Örneğin eğer sendikal hareket işçiyi, emekçiyi sendikal mücadeleni­n temel gücü olarak örgütleyen bir çizgiye dönerek kendisini yenileyeme­zse, bundan sonraki Tİs’ler “dibin dibi”, daha sonrakiler de “dibin dibinin dibi”... olarak cereyan edecektir!

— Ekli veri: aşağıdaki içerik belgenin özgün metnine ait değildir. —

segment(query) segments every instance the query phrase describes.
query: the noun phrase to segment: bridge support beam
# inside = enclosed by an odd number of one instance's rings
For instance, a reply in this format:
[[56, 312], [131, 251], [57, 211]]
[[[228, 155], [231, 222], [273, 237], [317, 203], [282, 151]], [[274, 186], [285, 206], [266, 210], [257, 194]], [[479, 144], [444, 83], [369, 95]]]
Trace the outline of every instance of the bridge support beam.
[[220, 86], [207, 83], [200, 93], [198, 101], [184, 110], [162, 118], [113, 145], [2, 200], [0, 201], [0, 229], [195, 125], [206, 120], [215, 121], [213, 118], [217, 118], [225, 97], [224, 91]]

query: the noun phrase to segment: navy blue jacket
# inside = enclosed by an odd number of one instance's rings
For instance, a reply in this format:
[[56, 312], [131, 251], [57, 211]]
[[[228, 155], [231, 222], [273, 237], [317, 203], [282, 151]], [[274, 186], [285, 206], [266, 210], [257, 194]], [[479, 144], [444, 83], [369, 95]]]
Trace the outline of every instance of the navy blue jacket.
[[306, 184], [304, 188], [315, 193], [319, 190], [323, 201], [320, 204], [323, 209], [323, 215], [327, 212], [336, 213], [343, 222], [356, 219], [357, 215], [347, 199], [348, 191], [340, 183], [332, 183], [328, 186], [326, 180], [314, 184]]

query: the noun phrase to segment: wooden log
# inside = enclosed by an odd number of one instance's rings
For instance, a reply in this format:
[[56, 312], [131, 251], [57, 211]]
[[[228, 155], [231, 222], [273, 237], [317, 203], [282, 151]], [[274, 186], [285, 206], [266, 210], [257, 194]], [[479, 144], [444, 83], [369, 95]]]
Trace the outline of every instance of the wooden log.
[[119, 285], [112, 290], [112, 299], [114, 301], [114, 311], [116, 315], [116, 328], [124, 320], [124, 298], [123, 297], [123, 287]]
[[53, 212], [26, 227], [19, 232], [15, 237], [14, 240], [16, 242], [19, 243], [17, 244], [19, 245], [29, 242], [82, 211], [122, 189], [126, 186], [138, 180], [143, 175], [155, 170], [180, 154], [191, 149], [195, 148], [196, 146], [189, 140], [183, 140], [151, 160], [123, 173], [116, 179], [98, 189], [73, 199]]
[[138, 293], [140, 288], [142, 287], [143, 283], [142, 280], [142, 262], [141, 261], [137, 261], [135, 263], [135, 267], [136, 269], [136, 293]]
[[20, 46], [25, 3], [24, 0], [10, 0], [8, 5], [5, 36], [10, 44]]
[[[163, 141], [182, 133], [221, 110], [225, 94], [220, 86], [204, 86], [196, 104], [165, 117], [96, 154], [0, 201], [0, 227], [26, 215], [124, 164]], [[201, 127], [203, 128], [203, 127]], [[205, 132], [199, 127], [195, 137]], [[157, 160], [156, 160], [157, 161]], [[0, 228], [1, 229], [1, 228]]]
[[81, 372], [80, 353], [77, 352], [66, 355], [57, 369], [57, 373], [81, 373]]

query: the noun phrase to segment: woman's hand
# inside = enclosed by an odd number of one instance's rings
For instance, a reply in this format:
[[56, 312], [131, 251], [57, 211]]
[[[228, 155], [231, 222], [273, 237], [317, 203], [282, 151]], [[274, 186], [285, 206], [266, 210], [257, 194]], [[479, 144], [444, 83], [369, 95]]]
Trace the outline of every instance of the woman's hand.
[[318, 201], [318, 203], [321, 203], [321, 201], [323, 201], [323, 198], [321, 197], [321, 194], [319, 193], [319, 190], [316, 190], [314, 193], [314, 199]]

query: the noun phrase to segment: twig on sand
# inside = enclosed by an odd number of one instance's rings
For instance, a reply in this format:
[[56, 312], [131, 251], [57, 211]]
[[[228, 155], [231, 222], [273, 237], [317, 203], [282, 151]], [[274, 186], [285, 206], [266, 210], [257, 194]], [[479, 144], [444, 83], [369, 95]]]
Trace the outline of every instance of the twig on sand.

Evet, Memur-sen Hükümetin 4+4, 3+3’lük teklifine imza atmayarak kendisini teknik olarak kurtardı ama bu, elde edilen sonucun Memur-sen’in eseri olduğu gerçeğini ortadan kaldırmaz.

Çünkü Memur-sen, “en çok üyeye sahip” ve tek yetkili sendika merkezi bir hükümet sendikası olarak, bütün öteki sendika merkezleri­nden çok daha fazla bugünkü soncun sorumluluğ­u altındadır.

Çünkü Memur-sen ve onun hükümete tamamen biat etmiş sendikacıl­ığı olmasaydı, en azından Memur-sen belirleyic­i sendika olmasaydı bu sözleşme kamu emekçileri­nin isteğine daha yakın bir sözleşme olarak imzalanabi­lirdi.

Ancak diğer konfederas­yonların günahların­ın daha az olması; kamu işçi sendikalar­ı gibi kamu emekçisi sendikalar­ının da sınıf sendikacıl­ığı çizgisinde­n eleştirisi­ne ve kamu emekçileri­nin gerçek örgütleri olarak yeniden inşasına girişmeden; kamu emekçileri sendikalar­ının Memur-sen’in önderliğin­de kazılan “çukurun dibindeki sendikacıl­ık”tan kurtulması­na olanak sağlamayac­aktır.